The parties undertake to comply with the respective applicable provisions of data protection law. Should the conclusion of a contract pursuant to Art. 28 DSGVO be required in individual cases, the parties undertake to conclude such a contract.
§14.1 The customer is not entitled to transfer the contract or rights arising from it to third parties without the written consent of WOLF OF SEO LLC. The customer is prohibited from assigning or pledging claims arising from the contract to third parties, unless the customer has a legitimate interest in doing so.
§14.2 The customer may only offset claims that are undisputed or have been legally established.

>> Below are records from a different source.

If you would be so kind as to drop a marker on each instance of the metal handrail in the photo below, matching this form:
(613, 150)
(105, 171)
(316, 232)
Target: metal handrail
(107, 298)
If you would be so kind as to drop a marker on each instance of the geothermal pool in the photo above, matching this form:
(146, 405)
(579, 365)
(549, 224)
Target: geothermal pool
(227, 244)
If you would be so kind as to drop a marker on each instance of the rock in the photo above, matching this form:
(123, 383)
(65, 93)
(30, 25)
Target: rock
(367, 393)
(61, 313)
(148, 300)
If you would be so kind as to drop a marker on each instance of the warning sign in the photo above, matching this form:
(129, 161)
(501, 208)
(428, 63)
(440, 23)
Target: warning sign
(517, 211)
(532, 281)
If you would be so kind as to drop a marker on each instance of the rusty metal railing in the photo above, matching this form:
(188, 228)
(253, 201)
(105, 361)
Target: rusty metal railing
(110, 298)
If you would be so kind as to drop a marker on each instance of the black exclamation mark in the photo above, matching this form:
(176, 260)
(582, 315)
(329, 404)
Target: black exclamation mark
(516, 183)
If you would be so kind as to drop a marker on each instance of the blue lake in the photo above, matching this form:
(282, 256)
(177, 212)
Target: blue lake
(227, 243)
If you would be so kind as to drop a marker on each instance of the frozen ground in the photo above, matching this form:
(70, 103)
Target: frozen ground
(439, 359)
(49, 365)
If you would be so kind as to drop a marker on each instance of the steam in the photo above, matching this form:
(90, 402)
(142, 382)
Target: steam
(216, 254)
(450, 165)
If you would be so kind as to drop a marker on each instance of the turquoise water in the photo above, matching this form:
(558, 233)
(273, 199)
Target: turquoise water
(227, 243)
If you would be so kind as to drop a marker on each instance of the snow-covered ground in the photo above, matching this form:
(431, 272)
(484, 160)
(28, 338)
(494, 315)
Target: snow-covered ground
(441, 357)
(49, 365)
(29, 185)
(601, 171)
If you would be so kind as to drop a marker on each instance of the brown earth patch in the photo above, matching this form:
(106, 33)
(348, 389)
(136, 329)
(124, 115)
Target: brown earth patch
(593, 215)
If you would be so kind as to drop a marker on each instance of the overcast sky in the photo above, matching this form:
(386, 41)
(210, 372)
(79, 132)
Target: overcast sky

The same applies to the assertion of a right of retention by the customer.
§14.3 Amendments to the contract must be made in writing. This also applies to the amendment of this written form requirement.
§14.4 Should a provision of the contract be or become invalid, this shall not affect the validity of the remainder of the contract. The invalid provision shall be replaced by a provision that comes as close as possible to the invalid economic provision. This also applies in the event of a gap in the contract.
§14.5 German law shall apply to the exclusion of the UN Convention on Contracts for the International Sale of Goods.
§14.6 If the customer is a merchant within the meaning of the German Commercial Code or a special fund under public law, the place of jurisdiction is Berlin-center.
§14.7 Deviating, conflicting or supplementary general terms and conditions of the customer shall not become part of the contract unless their validity is expressly agreed in writing.